Vrouwen en Kunst
Aantekeningen
College I – 1 november 2019
Het beeld van de vrouw in de middeleeuwen
Wendelien van Welie
Roman de la Rose is een romantisch verhaal over man die zijn geliefde najaagt.
Aan de hand van deze roman heeft Wendelien de positie van de vrouw en
vrouwelijke kunstenaars in de middeleeuwen opgehangen. De twee auteurs van
Roman de la Rose zijn Guillaume de Lorris en Jean de Meun. Van deze tekst
heeft men altijd geweten dat er twee auteurs verantwoordelijk voor zijn.
Het idee van de roman is bedacht door Guillaume de Lorris (ca. 1230),
op een gegeven moment houdt hij op met schrijven. In ca. 1275 wordt het
werk afgemaakt door Jean de Meun, waarna het populair wordt.
o Er zijn op dit moment nog meer dan 300 manuscripten aan ons
overgeleverd. Het hoogtepunt van de productie was in de 14 e eeuw
– de roman bleef populair tot in de 16e eeuw.
1e helft van de Roman de la Rose – Guillaume Lorris (ca. 1230)

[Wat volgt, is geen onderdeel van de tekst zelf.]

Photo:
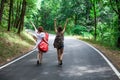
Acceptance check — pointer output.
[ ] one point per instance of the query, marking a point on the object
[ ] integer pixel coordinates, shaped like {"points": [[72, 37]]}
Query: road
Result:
{"points": [[80, 62]]}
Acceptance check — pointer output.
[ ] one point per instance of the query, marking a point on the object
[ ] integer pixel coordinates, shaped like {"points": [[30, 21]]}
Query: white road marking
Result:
{"points": [[1, 67]]}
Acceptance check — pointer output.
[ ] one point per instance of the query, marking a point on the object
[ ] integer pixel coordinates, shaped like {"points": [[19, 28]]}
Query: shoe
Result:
{"points": [[60, 62], [38, 62]]}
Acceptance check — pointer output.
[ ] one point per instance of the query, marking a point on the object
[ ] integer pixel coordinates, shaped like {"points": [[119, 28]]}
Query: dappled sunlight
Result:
{"points": [[83, 70]]}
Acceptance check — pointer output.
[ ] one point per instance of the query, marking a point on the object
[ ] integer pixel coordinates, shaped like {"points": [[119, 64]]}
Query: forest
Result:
{"points": [[97, 20]]}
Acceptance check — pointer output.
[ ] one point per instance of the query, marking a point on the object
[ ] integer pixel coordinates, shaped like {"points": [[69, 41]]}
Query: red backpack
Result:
{"points": [[43, 46]]}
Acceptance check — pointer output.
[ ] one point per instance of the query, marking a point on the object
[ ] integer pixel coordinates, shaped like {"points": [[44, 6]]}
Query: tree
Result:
{"points": [[116, 7]]}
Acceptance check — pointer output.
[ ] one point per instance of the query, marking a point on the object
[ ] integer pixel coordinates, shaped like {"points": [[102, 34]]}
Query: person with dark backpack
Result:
{"points": [[59, 41]]}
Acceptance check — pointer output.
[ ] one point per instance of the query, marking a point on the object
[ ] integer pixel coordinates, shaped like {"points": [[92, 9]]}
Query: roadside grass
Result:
{"points": [[112, 53], [13, 45]]}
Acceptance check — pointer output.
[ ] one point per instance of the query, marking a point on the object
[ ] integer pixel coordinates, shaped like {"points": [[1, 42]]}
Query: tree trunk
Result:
{"points": [[20, 27], [118, 41], [1, 9], [95, 21], [16, 23], [10, 11]]}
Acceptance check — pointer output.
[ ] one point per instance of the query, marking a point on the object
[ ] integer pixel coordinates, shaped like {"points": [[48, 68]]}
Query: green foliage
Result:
{"points": [[79, 30]]}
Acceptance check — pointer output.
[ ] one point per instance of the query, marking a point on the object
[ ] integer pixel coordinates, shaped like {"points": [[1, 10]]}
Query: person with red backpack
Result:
{"points": [[59, 41], [41, 42]]}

Het eerste deel van de roman is van de hand van De Lorris, hij schrijft dit voor
het hoofs publiek (=de adel). Deze mensen wonen in een kasteel – dit is een
mini-dorp, een woongemeenschap. De mensen in deze gemeenschap zitten
best op elkaars lip. In deze gemeenschap heb je adel zitten, de huwelijken
hiertussen zijn gearrangeerd.
In zo een benauwde setting binnen een kasteel met een liefdeloos
huwelijk zie je dat er een systeem uitgevonden wordt: de hoofse liefde.

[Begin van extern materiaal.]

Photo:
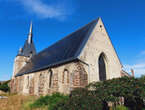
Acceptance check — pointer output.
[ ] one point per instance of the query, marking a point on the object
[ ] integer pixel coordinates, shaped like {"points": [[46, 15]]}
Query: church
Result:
{"points": [[82, 57]]}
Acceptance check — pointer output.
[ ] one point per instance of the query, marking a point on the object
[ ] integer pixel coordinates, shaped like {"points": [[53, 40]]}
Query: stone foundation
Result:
{"points": [[61, 79]]}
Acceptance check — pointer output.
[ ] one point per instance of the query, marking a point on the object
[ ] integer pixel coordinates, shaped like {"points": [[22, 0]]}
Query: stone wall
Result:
{"points": [[97, 44], [19, 63], [58, 79]]}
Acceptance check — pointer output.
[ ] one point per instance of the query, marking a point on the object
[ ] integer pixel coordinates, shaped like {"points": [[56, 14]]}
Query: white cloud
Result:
{"points": [[43, 10]]}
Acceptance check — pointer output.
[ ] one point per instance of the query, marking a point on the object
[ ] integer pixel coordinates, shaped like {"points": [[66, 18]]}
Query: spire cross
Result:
{"points": [[30, 34]]}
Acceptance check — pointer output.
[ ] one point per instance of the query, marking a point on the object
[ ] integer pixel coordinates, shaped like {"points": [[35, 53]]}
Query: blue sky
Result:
{"points": [[54, 19]]}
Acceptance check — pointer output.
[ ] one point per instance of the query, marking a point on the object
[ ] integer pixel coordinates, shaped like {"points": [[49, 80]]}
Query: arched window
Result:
{"points": [[50, 78], [102, 67], [65, 76]]}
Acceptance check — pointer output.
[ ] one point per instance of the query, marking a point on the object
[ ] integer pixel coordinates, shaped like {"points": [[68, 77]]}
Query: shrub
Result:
{"points": [[120, 108]]}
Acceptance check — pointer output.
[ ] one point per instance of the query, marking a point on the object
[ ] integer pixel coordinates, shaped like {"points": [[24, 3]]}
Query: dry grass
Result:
{"points": [[16, 102]]}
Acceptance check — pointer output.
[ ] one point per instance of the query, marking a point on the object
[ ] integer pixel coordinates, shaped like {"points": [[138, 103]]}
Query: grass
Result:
{"points": [[16, 102]]}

Dit is een systeem dat ontstaat aan het einde van de 11 e eeuw aan de
hoven van Aquitanië, Provene, Champagne, Bourgondië en op Sicilië.
o Iedereen mag verliefd op elkaar worden, alleen mag de liefde niet
geconsumeerd worden.
De man wordt helemaal gek van de vrouw; de vrouw wijst de
man keer op keer af.
De Lorris schrijft voor een publiek dat heel vertrouwd is met de hoofse
liefde. De achterkant van een ivoren spiegel (vroeg 14e eeuw) geeft in vier
scenes weer wat de hoofse liefde is.
Hoofse liefde ontstaat aan het einde van de 11 de eeuw, waarbij de verering
van de vrouw enorm belangrijk is. Hoofse liefde wordt vaak bezongen
door troubadours, zoals Perdigo(n), die ook werd afgebeeld.

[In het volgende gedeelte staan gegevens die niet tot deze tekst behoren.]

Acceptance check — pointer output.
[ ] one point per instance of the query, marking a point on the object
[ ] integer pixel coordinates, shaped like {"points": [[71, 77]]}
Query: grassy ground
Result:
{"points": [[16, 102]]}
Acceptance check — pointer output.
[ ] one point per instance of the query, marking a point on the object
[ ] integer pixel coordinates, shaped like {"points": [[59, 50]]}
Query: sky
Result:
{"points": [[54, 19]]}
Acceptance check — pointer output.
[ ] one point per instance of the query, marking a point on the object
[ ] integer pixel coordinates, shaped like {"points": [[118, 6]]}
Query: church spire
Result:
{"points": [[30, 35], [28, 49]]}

o Walther von de Vogelweide schreef zelfs hoofse liefde – was enorm
populair.
Bij de Hoofse Liefde blijft de vrouw altijd afzijdig: de man probeert de
aandacht te vangen van de vrouw, door een blik in de ogen. De vrouw wordt al
van een afstand aanbeden. Vervolgens wordt er op passionele wijze de liefde
verklaard, waarna er een hele heftige afwijzing volgt door de vrouw.
Hierna verklaart de man opnieuw zijn liefde, waarbij hij eden van
eeuwige trouw en dienstbaarheid zweert. Waarna er weeklagen
komen, vanwege onvervulde verlangens.
o Uiteindelijk gaat de man over op heroïsche daden en avonturen
om het hart van de vrouw te winnen, waarna uiteindelijk een
vervulling van de liefde volgt.
God Speed (1900), Edmund Blair Leighton
,We zien in de 19e eeuw en de vroege 20e eeuw dat dit thema enorm
geromantiseerd wordt door de romantische schilders, met name Edmund
Blair Leighton (1852 – 1922). De man op het schilderij gaat avonturen beleven
voor de vrouw van zijn dromen. In een ander werk, The Accolade (1901), zien we
dat de vrouw de man de opdracht geeft om de avonturen te gaan beleven – ze
geeft hem een ridderslag, kan officieel alleen de koning doen.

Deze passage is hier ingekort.